Uniquely, Telegram is part messaging platform in the mode of WhatsApp and part a social network which can be used to broadcast via both public and private groups.

This unusual dual nature, combined with the company’s modus operandi of refusing to bend to the will of governments (including, in the past, Durov’s native Russia) has allowed it to build a reputation as a bit of a wild west.

On Telegram, it can seem as if anything goes, including politically extremist content that might be more easily detected and taken down if it were published elsewhere.

Importantly, with its development based in Dubai and St Petersburg, Telegram isn’t an American company. For prosecutors, both inside and outside of the US, that has become an issue.

Should the authorities want to grab metadata such as the IP address of a specific user on a social media, messaging or email platform, companies registered in the US and many other countries are required by law to comply with that request. That covers companies such as Meta, X, Google, Apple and Microsoft.
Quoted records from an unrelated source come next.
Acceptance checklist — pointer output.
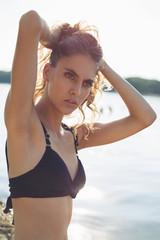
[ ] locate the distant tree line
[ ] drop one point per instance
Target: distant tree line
(144, 86)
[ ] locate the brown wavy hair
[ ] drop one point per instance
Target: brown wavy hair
(69, 40)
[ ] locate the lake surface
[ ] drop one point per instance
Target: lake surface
(121, 200)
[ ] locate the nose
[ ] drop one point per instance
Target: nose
(76, 90)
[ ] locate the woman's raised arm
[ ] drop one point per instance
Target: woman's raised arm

The French charges allege that Telegram, in contrast, hasn’t been cooperating with similar requests sent to Dubai. If that reflects Durov’s outlook, it has turned out to be a misjudgement.

Telegram, je t’aime

Ironically, Telegram is also used by some of the people who now find themselves caught in the middle of the political storm surrounding Durov’s arrest.

That includes the President of France, Emmanuel Macron, and some of his cabinet members, all of whom are enthusiastic Telegram users according to a report from Politico.  
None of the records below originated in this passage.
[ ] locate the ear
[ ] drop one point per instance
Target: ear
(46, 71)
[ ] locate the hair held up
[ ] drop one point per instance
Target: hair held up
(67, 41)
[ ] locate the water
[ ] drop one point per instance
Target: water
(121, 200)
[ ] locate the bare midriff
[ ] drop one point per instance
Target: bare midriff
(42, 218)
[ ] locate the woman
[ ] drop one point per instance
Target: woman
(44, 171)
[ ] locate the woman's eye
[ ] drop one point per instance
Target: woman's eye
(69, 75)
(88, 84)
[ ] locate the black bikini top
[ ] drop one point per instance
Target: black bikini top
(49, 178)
To anyone who understands how Telegram security works, this will come as a surprise. Unlike end-to-end-encrypted apps such as WhatsApp and Signal, by default Telegram uses server-side encryption.

In theory, that means that Telegram could decrypt messages sent over the platform if it wants to, including any politically sensitive ones sent by Macron and his colleagues, as the creator of the Signal E2EE app Moxie Marlinspike pointed out on Twitter. “With one query, the Russian Telegram team can get every message the French president has ever sent or received to his contacts,” he wrote.

By design, Telegram retains copies of all messages on its servers.

“For the French politicians and cabinet members, it is kind of too late to do anything. Even if they try to delete all their messages now, the Telegram team can just mark the messages as ‘deleted’ so that they no longer display to the user — but not actually delete the data they retain access to,” Marlinspike wrote.